Q: I've heard you talk about 'morphic resonance'. Do you think that it was the underlying cause of the whole nation being involved in this movement?

A: Yeah, O.K. Morphic Resonance is a term from the British Physicist, Sheldrake. He did experiments with rats that were trained to do something in London. Pretty soon, the rats in Australia would do the same thing. The rats in New York would do the same thing even though there was no direct connection. So, he felt that there must be a resonating factor throughout the universe that brings things up at certain times, simultaneously, throughout the world. That explains a lot of movements and inventions in history that sort of happen at the same time through different parties. The radio, for example.

Q: Do you see a direct parallel to the '50's?

A: Yeah, Pam's father-in-law was doing cut-ups at the same time Burroughs was, even though they didn't know each other. And in art, in music, those things seem to happen as a kind of wave that is not necessarily connected by the people who are doing it, who usually meet at some point. (Dr. Livingston, I presume) It's something in the timing that sort of happens and goes on. Certainly, there was something that resonated in the universe in 1963 which, whatever - the planetary moon, sun situation - whatever it was, it was a little 'click' (here Plymell contorts his face, he makes a clicking sound and his hands clench and twist an invisible small sphere). Ratcheted, is the term they like to use now. Things sped up a little bit. I knew that. At the time I read an article in the S.F. Chronicle where they had to set the official Big Ben clock in London ahead a little bit. Physicists were there and they had to 'click' (again) it ahead a little bit to adjust the time because that's where the time for other clocks are set. In ancient history, the guys with the funny hats, astrologers, etc., would sit around the Kings and say, 'Well maybe we better get a calendar together. Maybe we better call this a day. And this is time, time to do this and that'. But certainly, something happened in the universe - a blip in the cosmic atmosphere that reverberated to earth. And then, it went into an evolution of the darker side of it, probably, and then dispersed. The counter-force came up with conformity, regulation, and money again to set it back; to adjust the time or adjust the species to the time. It went through its evolutionary process. However, there will be times in the future, especially when we approach 2000 where there'll be other shifts ('click' again.) All of a sudden that resonating morphic thing will blip again. All of a sudden, you're looking around here and everything's different. It'll be that fast. You know, periods of history do that.

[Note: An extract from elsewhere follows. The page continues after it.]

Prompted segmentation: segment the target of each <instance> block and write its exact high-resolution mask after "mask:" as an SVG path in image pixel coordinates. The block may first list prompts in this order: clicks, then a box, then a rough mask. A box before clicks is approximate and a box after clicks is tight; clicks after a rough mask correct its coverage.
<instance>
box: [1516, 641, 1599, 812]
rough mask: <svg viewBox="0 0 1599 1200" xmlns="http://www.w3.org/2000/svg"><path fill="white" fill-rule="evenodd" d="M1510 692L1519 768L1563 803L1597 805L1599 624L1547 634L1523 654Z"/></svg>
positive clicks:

Q: Do you think that's coming soon?

A: Around 2000. That's what all the ancient, conventional, and prophetic wisdom says. No one knows exactly, but it's around the changing millennium. All changes in our technology approach that time. On every level - political - All spectrums are converging to a great shift. Even people are mutating slightly. Altruism is receding to a vestigial relic of the subconscious. In economics, of course, it's already happening. No one really knows what to do with that European block or the Asian block or the American block. No one really knows how that's going to come out. We don't know economically whether we're sitting here in the third world, sinking or not. Take a ride out the highway a look at the landscape. What do you see along side the majestic relics of yesteryear? Decay, poison, and flimsy new products trying to patch it all together.